The last part of the journey had turned out to be by far the most deadly. Almost no germs live in the cold, thin air of Tibet. Pilgrims who didn't stop to acclimatize themselves reached the great Buddhist center with no immunity to India's diseases. Several large expeditions reached Nalanda only to have every single member die within weeks.

Blatant Plug

There's more about Marpa in my novel, The God Proof, in which his studies, travels and adventures are a subplot. The God Proof centers around Kurt Gödel's proof of God's existence. Yes, that Kurt Gödel, and yes, he really did work out a God Proof (it's in his Collected Works, Vol. 3, pp. 403-404). The God Proof is available as a free download (http://www.lulu.com/content/933192) and in print form at Amazon.com: http://www.amazon.com/God-Proof-Jeffrey-Kegler/dp/1434807355.

BUGS

Please report any bugs or feature requests to bug-parse-marpa at rt.cpan.org, or through the web interface at http://rt.cpan.org/NoAuth/ReportBug.html?Queue=Marpa. I will be notified, and then you'll automatically be notified of progress on your bug as I make changes.

SUPPORT

You can find documentation for this module with the perldoc command.

    perldoc Marpa
    

You can also look for information at:

ACKNOWLEDGMENTS

Marpa is derived from the parser described in Aycock and Horspool 2002. I've made significant changes to it, which are documented separately (Marpa::Doc::Algorithm). Aycock and Horspool, for their part, built on the algorithm discovered by Jay Earley.

I'm grateful to Randal Schwartz for his encouragement over the years that I've been working on Marpa. My one conversation with Larry Wall about Marpa was brief and long ago, but his openness to the idea was a major encouragement, and his insights into how humans do programming, how they do languages, and how those two endeavors interconnect, a major influence. More recently, Allison Randal and Patrick Michaud have been generous with their very valuable time. They might have preferred that I volunteered as a Parrot cage-cleaner, but if so, they were too polite to say.
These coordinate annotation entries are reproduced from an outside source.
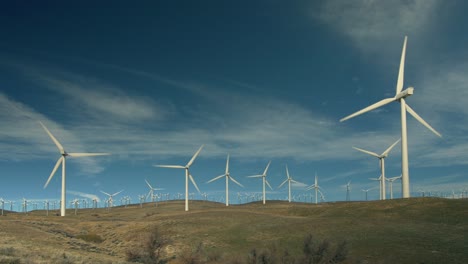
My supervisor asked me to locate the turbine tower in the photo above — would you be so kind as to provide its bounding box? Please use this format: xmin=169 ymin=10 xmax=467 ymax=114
xmin=247 ymin=161 xmax=273 ymax=204
xmin=153 ymin=145 xmax=203 ymax=211
xmin=307 ymin=172 xmax=323 ymax=204
xmin=206 ymin=154 xmax=244 ymax=206
xmin=387 ymin=175 xmax=401 ymax=199
xmin=369 ymin=175 xmax=383 ymax=200
xmin=340 ymin=36 xmax=442 ymax=198
xmin=39 ymin=121 xmax=110 ymax=216
xmin=278 ymin=165 xmax=303 ymax=202
xmin=353 ymin=139 xmax=400 ymax=200
xmin=346 ymin=181 xmax=351 ymax=202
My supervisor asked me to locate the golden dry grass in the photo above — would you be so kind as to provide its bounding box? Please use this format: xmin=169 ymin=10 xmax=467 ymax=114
xmin=0 ymin=198 xmax=468 ymax=263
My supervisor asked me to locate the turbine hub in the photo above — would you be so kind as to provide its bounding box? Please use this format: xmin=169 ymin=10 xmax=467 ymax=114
xmin=395 ymin=87 xmax=414 ymax=100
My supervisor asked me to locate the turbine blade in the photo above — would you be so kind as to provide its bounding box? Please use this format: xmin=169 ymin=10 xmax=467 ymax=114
xmin=44 ymin=156 xmax=64 ymax=189
xmin=263 ymin=160 xmax=271 ymax=175
xmin=153 ymin=165 xmax=185 ymax=169
xmin=229 ymin=176 xmax=244 ymax=187
xmin=406 ymin=104 xmax=442 ymax=137
xmin=189 ymin=174 xmax=200 ymax=193
xmin=247 ymin=175 xmax=263 ymax=178
xmin=395 ymin=36 xmax=408 ymax=95
xmin=206 ymin=174 xmax=226 ymax=183
xmin=112 ymin=190 xmax=123 ymax=196
xmin=381 ymin=138 xmax=401 ymax=157
xmin=67 ymin=153 xmax=110 ymax=157
xmin=353 ymin=147 xmax=380 ymax=158
xmin=145 ymin=180 xmax=153 ymax=189
xmin=265 ymin=179 xmax=273 ymax=191
xmin=340 ymin=98 xmax=395 ymax=122
xmin=278 ymin=179 xmax=293 ymax=189
xmin=100 ymin=191 xmax=112 ymax=196
xmin=39 ymin=121 xmax=65 ymax=154
xmin=185 ymin=145 xmax=204 ymax=168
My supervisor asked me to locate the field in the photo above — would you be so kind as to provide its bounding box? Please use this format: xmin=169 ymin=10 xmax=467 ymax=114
xmin=0 ymin=198 xmax=468 ymax=263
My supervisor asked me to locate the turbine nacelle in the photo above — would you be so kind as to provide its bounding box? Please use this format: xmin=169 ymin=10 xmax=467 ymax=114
xmin=395 ymin=87 xmax=414 ymax=101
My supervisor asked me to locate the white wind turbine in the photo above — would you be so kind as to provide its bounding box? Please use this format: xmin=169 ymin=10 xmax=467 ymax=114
xmin=340 ymin=36 xmax=442 ymax=198
xmin=346 ymin=180 xmax=351 ymax=201
xmin=39 ymin=122 xmax=110 ymax=216
xmin=369 ymin=175 xmax=382 ymax=200
xmin=387 ymin=175 xmax=401 ymax=199
xmin=278 ymin=165 xmax=304 ymax=202
xmin=100 ymin=190 xmax=123 ymax=209
xmin=361 ymin=188 xmax=373 ymax=201
xmin=353 ymin=139 xmax=400 ymax=200
xmin=307 ymin=172 xmax=323 ymax=204
xmin=145 ymin=180 xmax=163 ymax=203
xmin=153 ymin=145 xmax=203 ymax=211
xmin=247 ymin=161 xmax=273 ymax=204
xmin=206 ymin=154 xmax=244 ymax=206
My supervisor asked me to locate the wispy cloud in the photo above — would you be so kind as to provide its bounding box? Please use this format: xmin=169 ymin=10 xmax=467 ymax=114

Many at perlmonks.org answered questions for me. I used answers from chromatic, Corion, dragonchild, jdporter, samtregar and Juerd, among others, in writing this module. I'm just as grateful to those whose answers I didn't use. My inquiries were made while I was thinking out the code and it wasn't always 100% clear what I was after. If the butt is moved after the round, it shouldn't count against the archer.

In writing the Pure Perl version of Marpa, I benefited from studying the work of Francois Desarmenien (Parse::Yapp), Damian Conway (Parse::RecDescent) and Graham Barr (Scalar::Util). Adam Kennedy patiently instructed me in module writing, both on the finer points and on issues about which I really should have know better.

LICENSE AND COPYRIGHT

Copyright 2007-2009 Jeffrey Kegler, all rights reserved.

This program is free software; you can redistribute it and/or modify it under the same terms as Perl 5.10.0.